Denim’s cotton base—a natural polymer comprised of cellulose—allows for the process to take place.
“Cellulose is a versatile renewable material, so we can use liquid solvents on waste denim to allow it to be dissolved and regenerated into an aerogel, or a variety of different forms,” Bryne said.
The “sticky nature” of the denim cellulose solution was likely responsible for the unique aerogel structure that resulted when her team reformed the cellulose, Bryne explained, and the end creation is well suited for use in synthetic cartilage.
“That’s exactly what cartilage looks like—you can’t 3D print that material—and now we can shape and tune the aerogel to manipulate the size and distribution of the tunnels to make the ideal shape,” she said.

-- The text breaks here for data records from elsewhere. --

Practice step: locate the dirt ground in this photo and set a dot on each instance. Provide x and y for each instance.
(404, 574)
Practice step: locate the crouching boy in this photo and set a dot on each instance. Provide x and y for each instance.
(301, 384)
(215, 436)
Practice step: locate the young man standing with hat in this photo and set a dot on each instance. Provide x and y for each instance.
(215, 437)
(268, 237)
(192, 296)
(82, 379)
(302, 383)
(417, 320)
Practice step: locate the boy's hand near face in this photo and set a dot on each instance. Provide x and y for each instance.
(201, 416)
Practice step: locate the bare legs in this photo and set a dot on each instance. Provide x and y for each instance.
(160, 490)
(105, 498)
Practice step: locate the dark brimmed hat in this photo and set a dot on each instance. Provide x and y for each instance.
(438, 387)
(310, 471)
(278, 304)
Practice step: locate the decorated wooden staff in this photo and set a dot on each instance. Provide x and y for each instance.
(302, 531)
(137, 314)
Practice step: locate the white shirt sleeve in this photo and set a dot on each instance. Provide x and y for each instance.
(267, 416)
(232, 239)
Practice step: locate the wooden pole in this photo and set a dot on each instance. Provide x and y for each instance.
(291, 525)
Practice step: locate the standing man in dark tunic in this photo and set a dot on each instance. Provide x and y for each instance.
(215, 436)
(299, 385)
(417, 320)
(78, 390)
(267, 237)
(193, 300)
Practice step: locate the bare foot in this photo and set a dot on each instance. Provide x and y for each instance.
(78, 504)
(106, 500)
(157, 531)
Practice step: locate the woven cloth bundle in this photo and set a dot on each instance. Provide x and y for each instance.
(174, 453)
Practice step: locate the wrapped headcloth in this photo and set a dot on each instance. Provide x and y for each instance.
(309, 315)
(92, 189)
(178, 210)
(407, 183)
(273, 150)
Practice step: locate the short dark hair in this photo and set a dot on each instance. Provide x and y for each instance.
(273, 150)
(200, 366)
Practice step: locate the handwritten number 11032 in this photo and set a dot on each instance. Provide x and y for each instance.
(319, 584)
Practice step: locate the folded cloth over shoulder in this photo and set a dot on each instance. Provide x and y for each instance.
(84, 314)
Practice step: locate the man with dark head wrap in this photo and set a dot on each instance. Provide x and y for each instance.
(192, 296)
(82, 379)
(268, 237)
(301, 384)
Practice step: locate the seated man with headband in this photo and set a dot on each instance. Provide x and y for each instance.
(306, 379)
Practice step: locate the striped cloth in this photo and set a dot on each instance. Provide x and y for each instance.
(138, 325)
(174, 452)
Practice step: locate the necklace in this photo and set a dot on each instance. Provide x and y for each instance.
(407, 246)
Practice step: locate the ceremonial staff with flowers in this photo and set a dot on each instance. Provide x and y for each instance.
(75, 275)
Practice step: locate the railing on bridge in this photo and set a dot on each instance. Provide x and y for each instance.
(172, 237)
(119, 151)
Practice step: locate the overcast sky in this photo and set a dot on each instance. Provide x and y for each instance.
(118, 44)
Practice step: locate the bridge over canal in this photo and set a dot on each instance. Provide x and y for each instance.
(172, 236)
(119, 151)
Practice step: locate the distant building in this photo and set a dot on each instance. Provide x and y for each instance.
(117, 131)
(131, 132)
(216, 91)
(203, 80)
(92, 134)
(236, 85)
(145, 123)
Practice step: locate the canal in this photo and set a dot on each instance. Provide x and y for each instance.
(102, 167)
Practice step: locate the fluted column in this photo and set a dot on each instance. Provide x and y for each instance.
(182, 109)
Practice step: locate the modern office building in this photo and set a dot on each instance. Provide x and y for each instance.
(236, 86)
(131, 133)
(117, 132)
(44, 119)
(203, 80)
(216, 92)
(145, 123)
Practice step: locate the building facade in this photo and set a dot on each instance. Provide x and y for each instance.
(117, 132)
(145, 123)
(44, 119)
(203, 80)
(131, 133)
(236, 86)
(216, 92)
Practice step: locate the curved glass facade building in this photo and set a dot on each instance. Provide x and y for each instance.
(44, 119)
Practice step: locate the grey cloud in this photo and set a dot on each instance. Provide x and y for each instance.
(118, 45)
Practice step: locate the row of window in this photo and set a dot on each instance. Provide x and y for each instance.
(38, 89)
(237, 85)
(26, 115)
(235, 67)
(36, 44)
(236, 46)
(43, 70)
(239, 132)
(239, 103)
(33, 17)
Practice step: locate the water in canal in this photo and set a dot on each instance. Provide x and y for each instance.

The aerogel has a porous structure and nanoscopic tunnels running through it, which she said is ideally suited for use as synthetic cartilage. Scientists are able to manipulate the size and distribution of the tunnels to make the ideal shape for joint restructuring. The method is in pilot-scale trials and may become commercial in three to five years. Along with its medical advantage, the innovation would provide a unique and cost-effective way to fight textile waste.
“With population growth and the development of third world countries combined with today’s rapid fashion cycles, textile waste is always increasing, leading to millions of tonnes of clothes and other textiles being burnt or dumped in landfill,” Bryne said.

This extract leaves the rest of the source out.